You mean surface area. Because a parachute actually has less frontal area than that of a flat sheet of the same surface area, and less drag too.

A half sphere has 2*pi*r^2 area. Its frontal area is that of a circle, or pi*r^2. So, it has twice the surface areas as frontal area.

Cd of a domed parachute is 1.5. Cd of a rigid square plate is 1.0. For the same frontal area, the flat plate has 1/1.5 = 2/3s the drag. But for the same surface area the rigid square has 2/1.5 , or 1 1/3 times the drag of the domed parachute. This is probably why DaVinci tried to make a stretched square fabric parachute originally. Fabric was probably pretty expensive back then.

Which jives with my previous email, and causes a discrepancy to the parachutes work by surface area theory.
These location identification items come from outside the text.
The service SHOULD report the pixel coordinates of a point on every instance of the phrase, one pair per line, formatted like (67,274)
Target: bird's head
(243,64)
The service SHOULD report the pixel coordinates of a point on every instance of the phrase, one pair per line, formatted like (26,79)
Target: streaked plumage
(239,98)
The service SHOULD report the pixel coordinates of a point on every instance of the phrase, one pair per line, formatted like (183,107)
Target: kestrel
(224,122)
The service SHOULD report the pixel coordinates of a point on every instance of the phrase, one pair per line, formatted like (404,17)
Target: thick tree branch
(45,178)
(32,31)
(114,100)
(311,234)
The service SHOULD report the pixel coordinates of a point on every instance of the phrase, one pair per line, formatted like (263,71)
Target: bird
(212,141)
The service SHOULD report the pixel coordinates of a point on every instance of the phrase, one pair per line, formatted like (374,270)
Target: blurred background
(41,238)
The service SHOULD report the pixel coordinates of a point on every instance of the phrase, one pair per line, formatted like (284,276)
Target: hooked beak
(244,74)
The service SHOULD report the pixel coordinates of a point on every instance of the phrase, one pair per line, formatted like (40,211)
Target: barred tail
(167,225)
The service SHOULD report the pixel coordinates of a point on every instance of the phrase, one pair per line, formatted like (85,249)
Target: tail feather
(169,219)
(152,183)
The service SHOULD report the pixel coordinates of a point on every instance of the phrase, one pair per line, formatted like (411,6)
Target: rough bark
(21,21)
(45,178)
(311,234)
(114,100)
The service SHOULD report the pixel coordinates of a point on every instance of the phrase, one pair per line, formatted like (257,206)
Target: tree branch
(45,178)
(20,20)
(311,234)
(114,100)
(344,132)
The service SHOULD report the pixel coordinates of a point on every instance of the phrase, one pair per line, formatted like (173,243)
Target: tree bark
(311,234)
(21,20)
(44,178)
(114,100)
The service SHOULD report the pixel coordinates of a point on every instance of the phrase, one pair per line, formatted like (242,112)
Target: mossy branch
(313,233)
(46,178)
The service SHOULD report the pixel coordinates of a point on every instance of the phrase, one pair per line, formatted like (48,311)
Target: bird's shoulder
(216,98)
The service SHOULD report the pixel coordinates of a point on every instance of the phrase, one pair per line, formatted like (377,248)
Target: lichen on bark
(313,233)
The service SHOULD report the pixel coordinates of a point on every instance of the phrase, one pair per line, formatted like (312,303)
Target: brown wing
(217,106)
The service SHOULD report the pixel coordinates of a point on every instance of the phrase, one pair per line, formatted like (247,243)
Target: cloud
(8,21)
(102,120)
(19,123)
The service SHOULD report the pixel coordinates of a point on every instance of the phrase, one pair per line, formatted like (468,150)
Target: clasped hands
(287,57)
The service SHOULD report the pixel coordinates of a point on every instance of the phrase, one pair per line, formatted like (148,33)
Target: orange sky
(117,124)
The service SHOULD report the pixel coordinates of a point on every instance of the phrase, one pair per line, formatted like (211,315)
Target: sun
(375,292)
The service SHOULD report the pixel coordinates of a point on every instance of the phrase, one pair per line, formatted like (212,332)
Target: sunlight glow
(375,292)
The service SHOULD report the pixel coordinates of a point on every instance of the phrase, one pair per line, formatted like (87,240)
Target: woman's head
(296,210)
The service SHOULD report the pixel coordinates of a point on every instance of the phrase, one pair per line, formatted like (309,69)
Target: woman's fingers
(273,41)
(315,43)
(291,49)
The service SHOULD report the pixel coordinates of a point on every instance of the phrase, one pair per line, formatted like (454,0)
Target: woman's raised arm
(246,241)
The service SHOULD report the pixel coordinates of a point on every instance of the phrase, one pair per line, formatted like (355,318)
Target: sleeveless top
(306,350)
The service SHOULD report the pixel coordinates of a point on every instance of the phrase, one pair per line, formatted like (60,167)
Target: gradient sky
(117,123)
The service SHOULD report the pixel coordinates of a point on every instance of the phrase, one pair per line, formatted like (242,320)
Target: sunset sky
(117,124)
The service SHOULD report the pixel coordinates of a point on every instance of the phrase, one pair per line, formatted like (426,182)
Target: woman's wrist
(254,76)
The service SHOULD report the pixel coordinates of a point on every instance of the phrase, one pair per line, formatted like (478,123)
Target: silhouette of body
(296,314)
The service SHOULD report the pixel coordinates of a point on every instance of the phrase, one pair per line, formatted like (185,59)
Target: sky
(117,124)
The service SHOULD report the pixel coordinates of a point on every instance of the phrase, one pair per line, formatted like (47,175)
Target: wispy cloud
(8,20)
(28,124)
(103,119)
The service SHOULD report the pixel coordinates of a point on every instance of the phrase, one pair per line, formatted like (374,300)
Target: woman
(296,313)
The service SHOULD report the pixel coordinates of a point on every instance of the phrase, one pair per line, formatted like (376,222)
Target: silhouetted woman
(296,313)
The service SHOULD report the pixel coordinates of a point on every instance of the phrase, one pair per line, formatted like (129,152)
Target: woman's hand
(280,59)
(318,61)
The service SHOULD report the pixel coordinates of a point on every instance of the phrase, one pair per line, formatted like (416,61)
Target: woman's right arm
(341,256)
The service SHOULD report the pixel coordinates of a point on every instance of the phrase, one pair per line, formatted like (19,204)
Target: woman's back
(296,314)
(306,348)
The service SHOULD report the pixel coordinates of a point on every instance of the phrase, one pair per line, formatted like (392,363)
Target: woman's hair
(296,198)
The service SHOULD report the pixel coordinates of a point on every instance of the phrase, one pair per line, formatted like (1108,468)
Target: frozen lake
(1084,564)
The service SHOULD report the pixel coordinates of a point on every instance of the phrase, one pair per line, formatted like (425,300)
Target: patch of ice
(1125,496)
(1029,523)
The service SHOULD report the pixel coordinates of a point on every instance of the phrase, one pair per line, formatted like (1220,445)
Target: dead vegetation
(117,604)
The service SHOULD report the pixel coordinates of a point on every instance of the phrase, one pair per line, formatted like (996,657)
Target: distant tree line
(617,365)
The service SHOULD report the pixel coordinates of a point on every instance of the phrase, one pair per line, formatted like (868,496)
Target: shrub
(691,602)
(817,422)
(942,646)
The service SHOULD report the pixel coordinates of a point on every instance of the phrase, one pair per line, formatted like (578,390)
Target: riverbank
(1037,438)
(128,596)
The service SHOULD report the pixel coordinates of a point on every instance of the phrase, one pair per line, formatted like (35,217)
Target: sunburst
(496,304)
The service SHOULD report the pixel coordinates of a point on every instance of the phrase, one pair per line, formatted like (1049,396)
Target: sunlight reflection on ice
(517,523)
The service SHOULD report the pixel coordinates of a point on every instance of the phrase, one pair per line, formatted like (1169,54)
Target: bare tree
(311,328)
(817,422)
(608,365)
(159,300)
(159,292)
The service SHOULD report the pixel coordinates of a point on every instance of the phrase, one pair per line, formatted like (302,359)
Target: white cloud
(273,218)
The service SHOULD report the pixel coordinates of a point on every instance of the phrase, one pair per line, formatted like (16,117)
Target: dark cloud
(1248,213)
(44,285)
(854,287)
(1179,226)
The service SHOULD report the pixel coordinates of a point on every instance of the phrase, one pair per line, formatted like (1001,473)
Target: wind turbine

Identical surface area devices have different drags. Parachues work by form drag. Identical frontal areas devices have different drags too. The form is important to the true drag.


Check out:

Parachute Design



Wyatt,

By saying that its only surface area, your in effect telling motorcyle guys that they would get the same drag reduction on their bikes if they mount their shells backwards (driver side towards the foward direction).


Now, given, this drag difference is small compared to that of an overall car. But mounting the grill block behind the grill, will have more drag. One can always paint the coroplass black, and on the road nobody will notice the difference. And if you start to overheat, its much easier to remove! And, if there is any defect in mounting the coroplas, it does not get blown back into the thin radiator fins, but just falls sideways.